Die Mitglieder der Präsidentenkonferenz bekräftigen ausdrücklich die Bewertung und Anliegen, die die Landesfachausschüsse für tierische Erzeugung und Vermarktung sowie für Milch erarbeitet haben. Aufgrund der massiven und dramatischen Betroffenheit der bäuerlichen Tierhaltung in Bayern durch den Vorschlag der Novelle der Industrieemissionsrichtlinie fordert der Bayerische Bauernverband eindringlich umfassende Korrekturen an dem Entwurf, insbesondere:

  • Zielkonflikt: Tierwohl muss Vorrang haben    
    Mehr Tierwohl bedeutet häufig mehr Emissionen, zum Beispiel durch ein höheres Platzangebot, Einstreu und freigelüftete Ställe. Um weiter Tierwohlställe bauen und betreiben zu können, muss Tierwohl Vorrang vor Emissionsminderung eingeräumt werden.
  • Keine unkalkulierbare dynamische Nachrüstpflicht    
    Insbesondere die vorgesehene Vorgabe einer dynamischen Nachrüstpflicht der „best-verfügbaren Technik“ stellt die landwirtschaftlichen Betriebe vor hohe und unkalkulierbare finanzielle Herausforderungen und ist teilweise in Altställen nicht integrierbar. Die Folge sind Betriebsaufgaben und damit letztlich eine Verlagerung der Erzeugung tierischer Produkte in Drittländer, deren Standards in der Tierhaltung deutlich geringer sind als in Deutschland.
  • Anhebung der Schwellenwerte    
    Die vorgeschlagenen Schwellenwerte treffen die bäuerliche bayerische Tierhaltung im Kern. So wären bereits Milchviehbetriebe ab 100 Kühen plus Nachzucht und Nebenerwerbsbetriebe mit 500 Mastschweineplätzen betroffen. Ohne eine Anhebung der Schwellenwerte droht ein Strukturbruch in der bayerischen Tierhaltung.
  • Streichung der Aggregationsregel    
    Ställe müssen weiter einzeln bewertet werden und dürfen nicht zusammengefasst werden. Die vorgeschlagene Regelung wird gerade Gemischtbetriebe treffen, die verschiedene Formen der Tierhaltung auf ihrem Betrieb vereinen. Betriebe mit mehreren kleineren Stallungen fallen andernfalls bereits unter die novellierte Richtlinie und müssen weitreichenden Zusatzanforderungen erfüllen.

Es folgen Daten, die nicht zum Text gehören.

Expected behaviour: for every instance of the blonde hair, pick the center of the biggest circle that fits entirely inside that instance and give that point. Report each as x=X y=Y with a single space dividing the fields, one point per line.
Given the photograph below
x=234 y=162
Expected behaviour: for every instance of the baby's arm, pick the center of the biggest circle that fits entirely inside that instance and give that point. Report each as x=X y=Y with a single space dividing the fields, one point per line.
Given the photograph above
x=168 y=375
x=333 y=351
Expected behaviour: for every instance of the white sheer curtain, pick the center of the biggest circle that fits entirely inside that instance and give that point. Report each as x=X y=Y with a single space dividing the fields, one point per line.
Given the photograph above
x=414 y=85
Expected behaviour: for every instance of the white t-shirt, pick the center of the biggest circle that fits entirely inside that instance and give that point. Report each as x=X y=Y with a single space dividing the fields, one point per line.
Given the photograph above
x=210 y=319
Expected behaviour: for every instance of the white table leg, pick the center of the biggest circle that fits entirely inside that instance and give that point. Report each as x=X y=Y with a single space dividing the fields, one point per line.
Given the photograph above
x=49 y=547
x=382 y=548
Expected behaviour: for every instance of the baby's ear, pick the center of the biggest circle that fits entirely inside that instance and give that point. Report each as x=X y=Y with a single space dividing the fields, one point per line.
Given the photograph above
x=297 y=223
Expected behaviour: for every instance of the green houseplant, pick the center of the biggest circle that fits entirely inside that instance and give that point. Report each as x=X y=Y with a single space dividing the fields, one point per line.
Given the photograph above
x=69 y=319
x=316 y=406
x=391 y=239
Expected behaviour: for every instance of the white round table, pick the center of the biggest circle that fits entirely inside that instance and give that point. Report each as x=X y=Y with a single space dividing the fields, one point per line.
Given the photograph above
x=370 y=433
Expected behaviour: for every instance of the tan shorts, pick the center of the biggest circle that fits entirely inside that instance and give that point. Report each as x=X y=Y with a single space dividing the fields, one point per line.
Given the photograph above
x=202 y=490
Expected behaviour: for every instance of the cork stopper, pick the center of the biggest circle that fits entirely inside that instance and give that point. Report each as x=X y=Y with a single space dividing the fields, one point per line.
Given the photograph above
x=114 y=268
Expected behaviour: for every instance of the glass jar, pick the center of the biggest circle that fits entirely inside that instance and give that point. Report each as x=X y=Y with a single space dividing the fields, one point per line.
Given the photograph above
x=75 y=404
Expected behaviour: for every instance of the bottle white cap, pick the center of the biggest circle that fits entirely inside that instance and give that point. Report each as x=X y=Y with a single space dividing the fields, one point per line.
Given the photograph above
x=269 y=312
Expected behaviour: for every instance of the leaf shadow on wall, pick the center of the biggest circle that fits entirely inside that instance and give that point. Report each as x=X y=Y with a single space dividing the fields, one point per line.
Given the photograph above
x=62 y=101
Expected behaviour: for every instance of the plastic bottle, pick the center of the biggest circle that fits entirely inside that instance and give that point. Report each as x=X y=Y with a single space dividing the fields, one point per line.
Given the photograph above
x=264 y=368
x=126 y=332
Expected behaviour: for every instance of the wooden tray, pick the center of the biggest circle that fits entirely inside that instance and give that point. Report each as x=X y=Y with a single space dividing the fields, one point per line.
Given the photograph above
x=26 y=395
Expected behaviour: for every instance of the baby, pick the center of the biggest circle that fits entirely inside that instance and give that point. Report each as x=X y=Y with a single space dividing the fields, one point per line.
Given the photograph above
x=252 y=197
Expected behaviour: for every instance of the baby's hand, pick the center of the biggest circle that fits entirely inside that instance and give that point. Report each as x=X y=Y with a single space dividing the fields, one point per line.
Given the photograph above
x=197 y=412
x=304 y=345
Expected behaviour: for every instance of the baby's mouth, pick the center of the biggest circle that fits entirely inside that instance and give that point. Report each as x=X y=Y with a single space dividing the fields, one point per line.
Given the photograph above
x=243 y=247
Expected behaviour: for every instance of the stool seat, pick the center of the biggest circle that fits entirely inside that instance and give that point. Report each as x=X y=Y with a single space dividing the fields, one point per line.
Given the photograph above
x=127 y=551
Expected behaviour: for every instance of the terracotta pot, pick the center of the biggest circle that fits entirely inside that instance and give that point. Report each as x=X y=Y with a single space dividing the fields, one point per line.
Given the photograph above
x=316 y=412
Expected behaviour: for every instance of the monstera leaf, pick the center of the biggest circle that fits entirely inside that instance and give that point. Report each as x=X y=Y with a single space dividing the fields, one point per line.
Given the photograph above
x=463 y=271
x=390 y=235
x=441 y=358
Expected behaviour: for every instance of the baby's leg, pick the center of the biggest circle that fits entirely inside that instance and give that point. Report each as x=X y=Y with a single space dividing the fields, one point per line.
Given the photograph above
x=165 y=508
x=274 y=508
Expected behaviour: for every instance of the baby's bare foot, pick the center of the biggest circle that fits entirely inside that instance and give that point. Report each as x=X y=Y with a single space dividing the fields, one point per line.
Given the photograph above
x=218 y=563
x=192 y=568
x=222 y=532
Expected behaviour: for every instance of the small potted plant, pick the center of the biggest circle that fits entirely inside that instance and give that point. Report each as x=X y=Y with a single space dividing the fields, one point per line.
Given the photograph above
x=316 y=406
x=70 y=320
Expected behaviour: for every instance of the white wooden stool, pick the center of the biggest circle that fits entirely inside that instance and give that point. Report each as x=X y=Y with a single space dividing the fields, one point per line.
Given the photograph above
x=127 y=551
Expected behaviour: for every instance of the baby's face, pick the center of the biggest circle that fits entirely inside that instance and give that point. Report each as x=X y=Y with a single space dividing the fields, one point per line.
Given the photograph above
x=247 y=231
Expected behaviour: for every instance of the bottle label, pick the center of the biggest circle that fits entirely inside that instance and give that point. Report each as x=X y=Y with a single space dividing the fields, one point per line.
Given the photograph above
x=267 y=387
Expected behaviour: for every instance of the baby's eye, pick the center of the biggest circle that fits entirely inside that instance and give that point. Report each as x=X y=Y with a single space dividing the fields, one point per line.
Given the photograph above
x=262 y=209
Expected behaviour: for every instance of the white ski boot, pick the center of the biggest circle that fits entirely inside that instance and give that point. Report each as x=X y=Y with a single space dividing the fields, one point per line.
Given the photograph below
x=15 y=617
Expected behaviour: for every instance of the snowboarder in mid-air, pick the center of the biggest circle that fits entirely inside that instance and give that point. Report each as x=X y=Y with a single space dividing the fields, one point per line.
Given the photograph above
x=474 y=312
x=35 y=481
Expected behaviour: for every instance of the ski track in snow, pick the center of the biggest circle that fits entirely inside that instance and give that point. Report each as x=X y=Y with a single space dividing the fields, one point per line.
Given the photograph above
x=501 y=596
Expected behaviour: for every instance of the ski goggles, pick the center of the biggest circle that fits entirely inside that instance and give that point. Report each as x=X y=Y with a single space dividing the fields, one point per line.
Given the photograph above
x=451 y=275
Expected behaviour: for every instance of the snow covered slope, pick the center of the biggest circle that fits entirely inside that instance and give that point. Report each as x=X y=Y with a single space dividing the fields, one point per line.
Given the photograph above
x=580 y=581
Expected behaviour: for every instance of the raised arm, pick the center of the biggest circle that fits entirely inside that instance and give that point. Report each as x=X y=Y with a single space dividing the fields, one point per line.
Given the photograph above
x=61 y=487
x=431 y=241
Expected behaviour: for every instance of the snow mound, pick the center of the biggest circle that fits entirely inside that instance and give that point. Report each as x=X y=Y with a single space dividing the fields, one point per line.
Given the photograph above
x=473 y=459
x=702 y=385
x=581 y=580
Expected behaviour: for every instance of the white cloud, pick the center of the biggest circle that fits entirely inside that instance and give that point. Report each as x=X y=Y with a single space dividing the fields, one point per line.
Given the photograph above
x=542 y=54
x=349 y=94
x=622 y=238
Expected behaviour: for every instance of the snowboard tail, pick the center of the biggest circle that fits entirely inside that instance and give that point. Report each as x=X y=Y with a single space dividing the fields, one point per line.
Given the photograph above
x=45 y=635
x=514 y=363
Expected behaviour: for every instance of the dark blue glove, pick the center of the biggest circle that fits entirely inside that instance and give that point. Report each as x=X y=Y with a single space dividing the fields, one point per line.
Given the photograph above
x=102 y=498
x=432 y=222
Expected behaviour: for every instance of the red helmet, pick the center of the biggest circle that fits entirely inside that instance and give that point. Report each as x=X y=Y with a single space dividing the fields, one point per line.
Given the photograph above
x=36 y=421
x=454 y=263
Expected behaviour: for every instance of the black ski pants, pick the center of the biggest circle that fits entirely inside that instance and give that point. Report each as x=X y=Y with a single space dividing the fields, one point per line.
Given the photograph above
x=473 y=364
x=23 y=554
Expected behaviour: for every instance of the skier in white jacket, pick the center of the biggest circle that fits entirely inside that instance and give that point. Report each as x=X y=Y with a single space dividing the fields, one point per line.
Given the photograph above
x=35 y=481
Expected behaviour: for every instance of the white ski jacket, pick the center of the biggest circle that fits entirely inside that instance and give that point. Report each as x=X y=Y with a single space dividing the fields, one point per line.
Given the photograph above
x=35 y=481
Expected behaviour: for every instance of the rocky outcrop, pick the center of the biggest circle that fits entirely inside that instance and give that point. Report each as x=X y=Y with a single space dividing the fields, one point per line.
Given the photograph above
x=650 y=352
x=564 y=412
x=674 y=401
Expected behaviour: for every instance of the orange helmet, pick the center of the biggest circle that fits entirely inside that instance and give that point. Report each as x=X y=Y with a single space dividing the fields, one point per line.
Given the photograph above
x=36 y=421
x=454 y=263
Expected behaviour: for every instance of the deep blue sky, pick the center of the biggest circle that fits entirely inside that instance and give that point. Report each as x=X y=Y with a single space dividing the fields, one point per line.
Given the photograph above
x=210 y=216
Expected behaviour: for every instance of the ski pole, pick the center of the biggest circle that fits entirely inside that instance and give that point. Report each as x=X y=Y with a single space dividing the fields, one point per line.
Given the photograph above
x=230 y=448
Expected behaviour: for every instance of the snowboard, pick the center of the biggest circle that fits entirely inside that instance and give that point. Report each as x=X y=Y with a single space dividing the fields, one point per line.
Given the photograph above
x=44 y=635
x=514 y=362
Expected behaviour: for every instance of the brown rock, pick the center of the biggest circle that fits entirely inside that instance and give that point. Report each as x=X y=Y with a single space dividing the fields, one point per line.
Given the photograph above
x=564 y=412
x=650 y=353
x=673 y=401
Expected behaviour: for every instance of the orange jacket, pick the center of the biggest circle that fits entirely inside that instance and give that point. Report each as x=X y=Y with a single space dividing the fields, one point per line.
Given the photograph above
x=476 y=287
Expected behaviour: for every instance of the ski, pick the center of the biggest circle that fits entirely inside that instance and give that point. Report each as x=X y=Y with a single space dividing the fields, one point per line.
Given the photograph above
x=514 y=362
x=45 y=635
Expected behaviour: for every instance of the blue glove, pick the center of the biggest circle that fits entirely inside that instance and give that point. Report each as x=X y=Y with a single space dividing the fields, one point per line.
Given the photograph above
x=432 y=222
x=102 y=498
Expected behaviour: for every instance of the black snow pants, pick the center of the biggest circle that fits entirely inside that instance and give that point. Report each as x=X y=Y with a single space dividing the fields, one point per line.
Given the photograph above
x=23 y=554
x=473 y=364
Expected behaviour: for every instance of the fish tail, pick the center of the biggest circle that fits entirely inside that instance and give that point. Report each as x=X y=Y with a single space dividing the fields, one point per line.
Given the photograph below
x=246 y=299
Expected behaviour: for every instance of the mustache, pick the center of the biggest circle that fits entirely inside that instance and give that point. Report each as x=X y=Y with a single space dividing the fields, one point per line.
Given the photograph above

  • Befreiung von freigelüfteten Ställen    
    In freigelüfteten Ställen sind im Gegensatz zu zwangsbelüfteten Ställen Emissionsminderungsmaßnahmen rein aus technischen Gründen nicht möglich. Gerade um einem „Mehr an Tierwohl“ nicht im Weg zu stehen, ist die Befreiung dieser Stallform zwingend erforderlich.
  • Herausnahme der Landwirtschaft aus der Industrieemissionsrichtlinie bzw. zumindest Streichung der Aufnahme von Rindern in die Richtlinie    
    Da die Industrieemissionsrichtlinie im Kern auf die produzierende Industrie ausgerichtet ist, ist die Landwirtschaft und deren Tierhaltung grundsätzlich komplett aus der Richtlinie herauszunehmen, mindestens müssen Rinderhaltende Betriebe wie bisher ausgenommen bleiben. Die Rinderbetriebe (Milchviehhaltung und Rindermast- oder -aufzucht) können aufgrund der baulichen Gegebenheiten von Außenklimaställen und Weidehaltung keine Abluftreinigungs- und andere technische Emissionsminderungsmaßnahmen durchführen. Darüber hinaus gilt es das biogene Methan aus der Tierhaltung differenziert zu betrachten, da dies in einem Kreislauf geführt wird und sich in der Atmosphäre im Gegensatz zu Methan aus anderen Quellen nicht anreichert.